The following films represent the first half of the 2009-10 Global Issues Film Festival. The second half of the festival will run Jan. 27-30, 2010 on the campus of Kettering University. For more information, call (810)762-9699.
This fall’s line-up includes:
Garbage Warrior (2007) Saturday, Nov. 14, 1 p.m. (90 minutes, USA, English) directed by Oliver Hodge and architect Michael Reynolds
What do beer cans, car tires and water bottles have in common? Not much unless you're renegade architect Michael Reynolds, in which case they are tools of choice for producing thermal mass and energy-independent housing or "Earthship Biotecture." These experimental structures defy state standards and create conflict between Reynolds and the authorities. Reynolds and his crew seize the opportunity to lend their pioneering skills to those who need it most.
My Daughter the Terrorist (2007) Saturday, Nov. 14, 3 p.m. (58 minutes, Norway, Subtitled) a film by Beate Arnestad
This documentary is a rare, inside look at an organization that most of the world has blacklisted as a terrorist group - the Tamil Tigers (LTTE) of Sri Lanka. The film offers important insights into the recently re-ignited conflict. Twenty-four-year-olds Dharsika and Puhalchudar have been living and fighting side-by-side for seven years as part of LTTE’s elite force, the Black Tigers. Their story is told through cinema verité footage, newsreel footage, and interviews with the women and Dharsika’s mother.
Arusi Persian Wedding (2005) Saturday, Nov. 14, 5 p.m. (63 minutes, Iran and USA, English and subtitles) by filmmaker Marjan Tehrani
For filmmaker Marjan Tehrani and her brother Alex, growing up Iranian American meant that political tensions often impacted their personal lives. Alex and Marjan grew up interpreting the mostly negative images of Iran in the American media, a conflict that shaped their identities. When the Tehranis are finally granted their Iranian passports, Alex, and his American bride Heather decide to make a trip to Iran to have a Persian wedding. But traveling to Iran is complicated.
Anatomy of Hate (2008) Sunday, Nov. 15, 3 p.m. (86 minutes, International, English with subtitles) from filmmaker Michael Ramsdell, followed by a discussion with the filmmaker.
The Anatomy of Hate; A Dialogue to Hope reveals the shared narratives found in individual and collective ideologies of hate, and how we as a species can overcome them.
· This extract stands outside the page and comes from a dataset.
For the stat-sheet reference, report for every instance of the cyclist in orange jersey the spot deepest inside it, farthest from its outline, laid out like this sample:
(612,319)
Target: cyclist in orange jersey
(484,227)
For six years filmmaker and Flint native Michael Ramsdell, had unprecedented access to some of the most venomous ideologies and violent conflicts of our time. By juxtaposing this verite footage with interviews from leading sociological, psychological, and neurological experts, the film weaves a tapestry that reveals both the emotional and biological mechanisms which make all of us susceptible to hate, and how these very same traits make us equally capable of overcoming it.